Science Magazine: Invisibility, will this scientific fantasy become reality?

Author: Li Chuanfu Shi Xiangqi

In the hall of science fiction, "The Invisible Man" by Wells, the British science fiction master, is undoubtedly a classic. The protagonist uses a mysterious serum to make his cell refractive index match that of the surrounding air, thus achieving the effect of invisibility. This is not only a fascinating story, but also a bold attempt at scientific fantasy. However, who would have thought that after 127 years, this fantasy would gradually become a reality in a scientific laboratory.

Recently, Professor Guosong Hong of Stanford University published a groundbreaking paper in the journal Science, demonstrating for the first time how to use the pigment molecule tartrazine to make certain tissues of living animals transparent.
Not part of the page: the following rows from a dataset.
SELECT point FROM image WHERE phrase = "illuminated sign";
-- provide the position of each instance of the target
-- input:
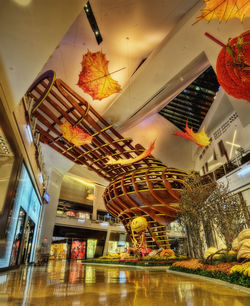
(244, 171)
(46, 197)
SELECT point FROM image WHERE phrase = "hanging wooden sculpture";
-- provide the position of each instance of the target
(233, 66)
(120, 161)
(223, 10)
(95, 78)
(75, 135)
(201, 138)
(145, 188)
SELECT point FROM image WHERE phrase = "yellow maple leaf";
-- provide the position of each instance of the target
(225, 10)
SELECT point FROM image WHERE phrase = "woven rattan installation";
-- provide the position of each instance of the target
(146, 188)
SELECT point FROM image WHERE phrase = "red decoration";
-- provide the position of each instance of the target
(233, 67)
(95, 78)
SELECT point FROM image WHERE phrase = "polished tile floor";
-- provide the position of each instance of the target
(62, 283)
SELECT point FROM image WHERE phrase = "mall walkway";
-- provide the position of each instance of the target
(61, 283)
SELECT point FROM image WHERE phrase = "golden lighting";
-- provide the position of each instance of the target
(79, 180)
(233, 144)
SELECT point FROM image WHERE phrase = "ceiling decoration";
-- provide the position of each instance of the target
(120, 161)
(75, 135)
(144, 188)
(193, 103)
(92, 21)
(95, 78)
(223, 10)
(5, 149)
(201, 138)
(233, 66)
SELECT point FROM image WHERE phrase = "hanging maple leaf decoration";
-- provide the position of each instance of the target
(95, 78)
(75, 135)
(201, 138)
(233, 67)
(225, 10)
(123, 162)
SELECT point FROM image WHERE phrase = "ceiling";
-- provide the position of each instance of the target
(174, 53)
(130, 29)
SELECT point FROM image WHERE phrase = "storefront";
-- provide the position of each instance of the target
(23, 224)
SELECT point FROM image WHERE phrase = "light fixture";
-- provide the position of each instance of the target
(29, 133)
(104, 224)
(244, 171)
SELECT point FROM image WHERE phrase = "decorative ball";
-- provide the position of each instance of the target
(139, 224)
(233, 67)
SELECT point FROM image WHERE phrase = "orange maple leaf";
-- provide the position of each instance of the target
(225, 10)
(95, 78)
(75, 135)
(144, 154)
(201, 138)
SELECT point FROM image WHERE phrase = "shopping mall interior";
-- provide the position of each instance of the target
(124, 152)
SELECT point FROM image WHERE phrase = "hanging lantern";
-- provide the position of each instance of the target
(233, 67)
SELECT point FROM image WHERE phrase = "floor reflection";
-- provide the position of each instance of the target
(71, 283)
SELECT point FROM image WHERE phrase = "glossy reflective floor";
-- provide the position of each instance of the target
(63, 283)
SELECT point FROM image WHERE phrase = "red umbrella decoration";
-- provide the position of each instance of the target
(95, 78)
(201, 138)
(75, 135)
(225, 9)
(233, 66)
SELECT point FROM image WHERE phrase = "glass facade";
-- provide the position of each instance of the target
(22, 234)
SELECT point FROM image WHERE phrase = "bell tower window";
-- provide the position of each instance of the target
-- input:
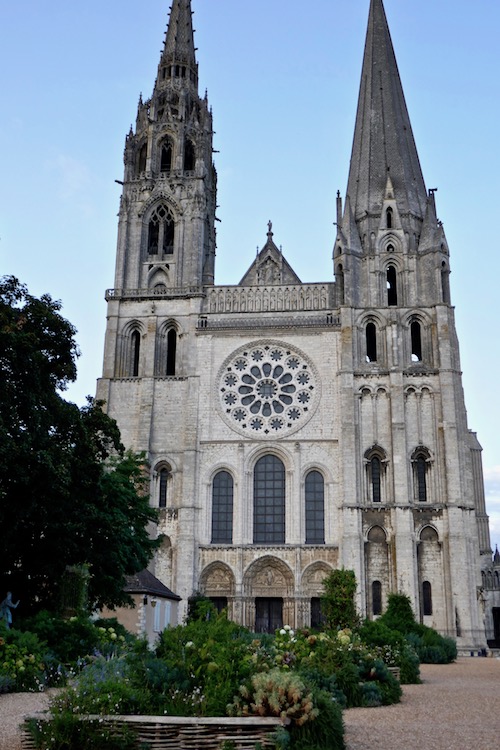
(392, 292)
(161, 232)
(171, 351)
(166, 156)
(189, 156)
(416, 341)
(371, 342)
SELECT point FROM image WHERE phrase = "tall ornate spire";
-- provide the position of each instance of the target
(383, 139)
(179, 47)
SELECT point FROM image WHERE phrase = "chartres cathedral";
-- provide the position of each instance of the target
(293, 428)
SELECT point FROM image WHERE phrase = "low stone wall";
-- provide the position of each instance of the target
(200, 733)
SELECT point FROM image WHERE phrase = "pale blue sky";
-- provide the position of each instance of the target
(283, 83)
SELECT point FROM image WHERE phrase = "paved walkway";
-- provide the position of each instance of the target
(456, 708)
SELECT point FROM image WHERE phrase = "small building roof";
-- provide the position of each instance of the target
(146, 583)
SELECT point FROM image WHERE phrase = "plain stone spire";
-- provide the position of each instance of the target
(383, 139)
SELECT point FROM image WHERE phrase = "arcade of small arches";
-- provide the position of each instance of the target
(165, 157)
(267, 595)
(166, 350)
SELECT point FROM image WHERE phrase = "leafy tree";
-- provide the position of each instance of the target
(337, 602)
(69, 493)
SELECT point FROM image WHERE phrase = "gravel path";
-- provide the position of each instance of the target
(456, 707)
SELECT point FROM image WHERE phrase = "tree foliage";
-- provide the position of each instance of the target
(69, 493)
(337, 602)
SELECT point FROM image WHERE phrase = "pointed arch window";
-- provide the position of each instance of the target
(135, 350)
(189, 156)
(427, 598)
(375, 461)
(392, 292)
(416, 341)
(171, 351)
(222, 508)
(371, 342)
(339, 279)
(161, 231)
(164, 475)
(377, 598)
(421, 465)
(269, 501)
(166, 156)
(445, 283)
(315, 508)
(142, 159)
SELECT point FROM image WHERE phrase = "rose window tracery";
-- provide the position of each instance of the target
(267, 390)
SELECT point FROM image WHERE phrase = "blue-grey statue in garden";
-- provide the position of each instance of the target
(5, 609)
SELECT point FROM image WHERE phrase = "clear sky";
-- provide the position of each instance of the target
(282, 79)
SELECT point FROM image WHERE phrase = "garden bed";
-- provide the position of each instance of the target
(196, 733)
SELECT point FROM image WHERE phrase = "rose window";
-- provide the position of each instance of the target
(267, 390)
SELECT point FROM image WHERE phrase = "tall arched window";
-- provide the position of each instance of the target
(375, 468)
(171, 351)
(142, 159)
(427, 598)
(269, 501)
(161, 231)
(189, 156)
(392, 292)
(416, 341)
(371, 342)
(135, 350)
(222, 508)
(376, 598)
(445, 283)
(166, 156)
(163, 477)
(315, 508)
(339, 281)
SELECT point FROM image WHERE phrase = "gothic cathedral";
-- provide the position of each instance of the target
(295, 428)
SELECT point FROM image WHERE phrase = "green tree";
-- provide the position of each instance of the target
(337, 602)
(69, 493)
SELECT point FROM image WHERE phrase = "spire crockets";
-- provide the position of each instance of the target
(178, 59)
(383, 139)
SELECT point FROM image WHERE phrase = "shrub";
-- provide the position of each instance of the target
(275, 693)
(337, 602)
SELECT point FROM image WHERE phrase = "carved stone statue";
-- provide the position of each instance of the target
(5, 609)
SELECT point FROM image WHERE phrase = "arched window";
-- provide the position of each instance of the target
(420, 461)
(371, 342)
(445, 283)
(161, 231)
(171, 351)
(222, 508)
(135, 350)
(392, 292)
(142, 159)
(315, 508)
(269, 501)
(339, 280)
(166, 156)
(189, 156)
(376, 598)
(427, 598)
(416, 341)
(375, 468)
(163, 479)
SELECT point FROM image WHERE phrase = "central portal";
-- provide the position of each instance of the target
(268, 614)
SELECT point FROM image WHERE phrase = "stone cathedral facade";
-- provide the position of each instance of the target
(293, 428)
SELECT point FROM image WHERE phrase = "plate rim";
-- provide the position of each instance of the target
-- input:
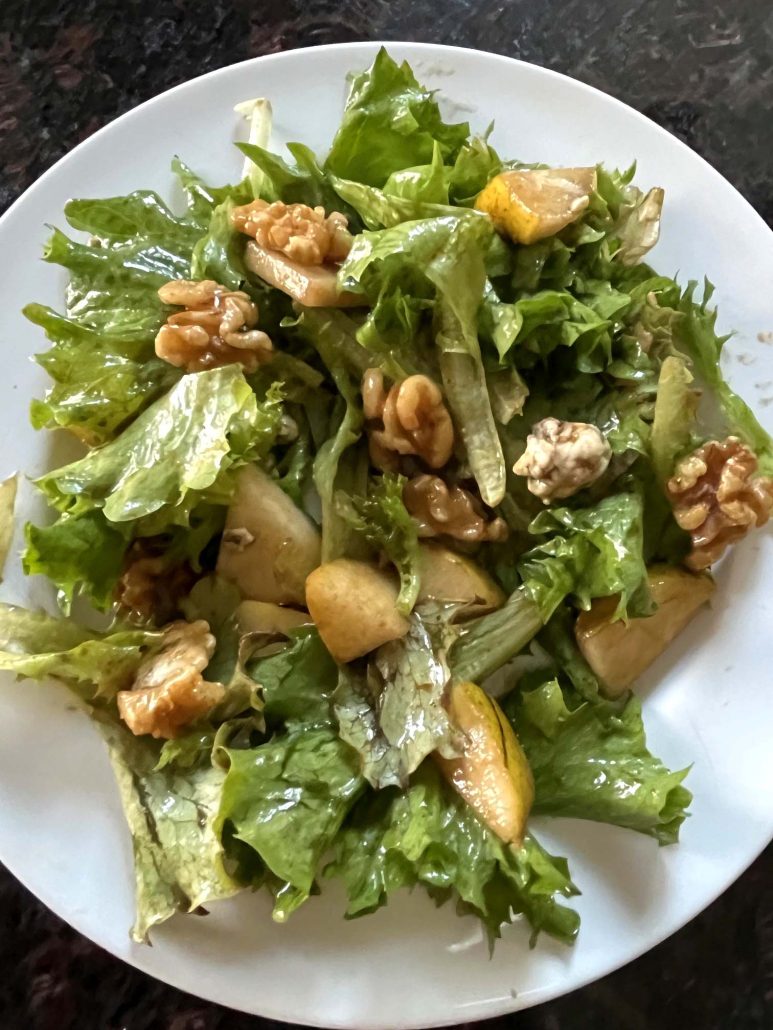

Screenshot of the paper: Science

Tartrazine is a synthetic pigment widely used in the food industry. At high doses, tartrazine has been shown to be non-toxic and able to reduce light scattering in the red spectral region, achieving optical transparency. By applying tartrazine topically to the scalp, abdomen, and hind limbs of mice, the researchers were able to clearly observe the brain vascular structure, visceral movements, and myotomes of the mice.

Tartrazine achieves this effect because it can change the refractive index of the aqueous medium to match the high refractive index of the tissue component. This adjustment of the refractive index reduces the scattering of light, making the tissue transparent. This discovery overturns traditional research on optical transparent agents and points to the potential of tartrazine in improving optical transparency.

The physical mechanism of achieving optical transparency using absorbing molecules Source: Science

By constructing a scattering model and using isolated chicken breast tissue, the researchers verified the mechanism by which lemon yellow improves optical transparency. They found that lemon yellow not only improves imaging resolution, but also enables high-resolution microscopic imaging in thicker tissues. In addition, by transparentizing the abdomen of mice, the researchers were able to monitor the dynamic movement of the intestine in real time, which is of great significance for studying intestinal function and the enteric nervous system.

This research is not only innovative in theory, but also shows great potential in practical application. Topical application of tartrazine has low toxicity and the transparent effect can be reversed by washing with water, which provides a safe and reversible method for in vivo tissue imaging.

From Wells's "The Invisible Man" to today's scientific laboratories, we have witnessed the process of a scientific fantasy gradually becoming a reality. This research not only gives us a deeper understanding of optical transparency, but also provides new possibilities for future biomedical imaging technology. With the continuous advancement of science and technology, we have reason to believe that the invisible man may no longer be an unattainable dream.